The agency says youth and women aged 25 to 54 drove employment gains last month, while full-time employment saw its largest gain since May 2022.

The overall job gains followed four consecutive months of little change, the agency said.

The unemployment rate has been steadily climbing over the past year and a half, hitting 6.6 per cent in August.

Inflation that month was two per cent, the lowest level in more than three years as lower gas prices helped it hit the Bank of Canada’s inflation target.

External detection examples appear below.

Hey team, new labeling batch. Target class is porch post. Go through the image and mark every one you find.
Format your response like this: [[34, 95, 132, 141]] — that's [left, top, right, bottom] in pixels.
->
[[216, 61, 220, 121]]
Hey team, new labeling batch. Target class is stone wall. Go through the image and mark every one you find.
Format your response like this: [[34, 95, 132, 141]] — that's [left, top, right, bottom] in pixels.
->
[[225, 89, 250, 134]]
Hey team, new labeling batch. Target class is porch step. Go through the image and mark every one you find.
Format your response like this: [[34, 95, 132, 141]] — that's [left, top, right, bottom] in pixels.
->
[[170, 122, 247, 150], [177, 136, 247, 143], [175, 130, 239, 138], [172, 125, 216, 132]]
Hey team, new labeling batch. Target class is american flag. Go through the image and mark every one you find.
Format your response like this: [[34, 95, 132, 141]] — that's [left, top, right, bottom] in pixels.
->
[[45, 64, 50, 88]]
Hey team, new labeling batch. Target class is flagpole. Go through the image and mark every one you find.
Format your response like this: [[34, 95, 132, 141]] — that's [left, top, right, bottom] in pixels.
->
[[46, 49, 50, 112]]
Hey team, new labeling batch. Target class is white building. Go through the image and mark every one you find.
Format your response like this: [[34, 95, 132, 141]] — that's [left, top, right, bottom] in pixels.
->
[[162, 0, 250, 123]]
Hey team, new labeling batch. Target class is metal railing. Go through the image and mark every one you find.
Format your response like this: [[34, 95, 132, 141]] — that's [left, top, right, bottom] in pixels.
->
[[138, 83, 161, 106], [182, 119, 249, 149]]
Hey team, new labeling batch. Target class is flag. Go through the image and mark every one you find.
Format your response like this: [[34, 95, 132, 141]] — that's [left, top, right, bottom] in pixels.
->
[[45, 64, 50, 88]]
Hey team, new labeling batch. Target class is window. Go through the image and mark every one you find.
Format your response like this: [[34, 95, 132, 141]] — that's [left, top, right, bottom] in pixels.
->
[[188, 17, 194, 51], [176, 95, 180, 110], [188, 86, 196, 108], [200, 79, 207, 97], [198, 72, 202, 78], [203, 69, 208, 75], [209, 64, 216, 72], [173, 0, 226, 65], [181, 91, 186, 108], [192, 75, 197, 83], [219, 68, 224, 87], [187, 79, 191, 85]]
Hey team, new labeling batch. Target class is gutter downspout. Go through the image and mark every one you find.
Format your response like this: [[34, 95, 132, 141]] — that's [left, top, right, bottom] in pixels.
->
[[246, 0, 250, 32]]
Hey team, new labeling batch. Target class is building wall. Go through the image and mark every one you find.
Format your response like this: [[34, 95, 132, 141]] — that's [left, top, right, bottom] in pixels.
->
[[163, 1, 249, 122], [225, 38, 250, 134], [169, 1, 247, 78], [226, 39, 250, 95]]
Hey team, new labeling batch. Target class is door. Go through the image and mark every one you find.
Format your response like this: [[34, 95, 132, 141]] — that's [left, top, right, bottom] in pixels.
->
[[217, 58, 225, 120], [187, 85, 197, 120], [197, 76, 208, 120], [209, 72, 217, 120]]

The central bank has cut its key interest rate three times this year, and is widely expected to keep cutting as inflation has subsided and the broader trend points to a weakening in the labour market.

Despite the job gains in September, the employment rate was lower in the month, reflecting continued growth in Canada’s population.

Statistics Canada said since the employment rate saw its most recent peak at 62.4 per cent in January and February 2023, it’s been following a downward trend as population growth has outpaced employment growth.

On a year-over-year basis, employment was up by 1.5 per cent in September, while the population aged 15 and older in the Labour Force Survey grew 3.6 per cent.

The information, culture and recreation industry saw employment rise 2.6 per cent between August and September, after seven months of little change, Statistics Canada said, with the increase concentrated in Quebec.

The wholesale and retail trade industry saw its first increase since January at 0.8 per cent, while employment in professional, scientific and technical services was up 1.1 per cent.

Average hourly wages among employees rose 4.6 per cent year-over-year to $35.59, a slowdown from the five-per-cent increase in August.

The unemployment rate among Black and South Asian Canadians between 25 and 54 rose year-over-year in September and was significantly higher than the unemployment rate for people who were not racialized and not Indigenous.

Black Canadians in that age group saw their unemployment rate rise to 11 per cent last month while for South Asian Canadians it was 7.3 per cent. For non-racialized, non-Indigenous people, it rose to 4.4 per cent.

This report by The Canadian Press was first published Oct. 11, 2024.

The Canadian Press. All rights reserved.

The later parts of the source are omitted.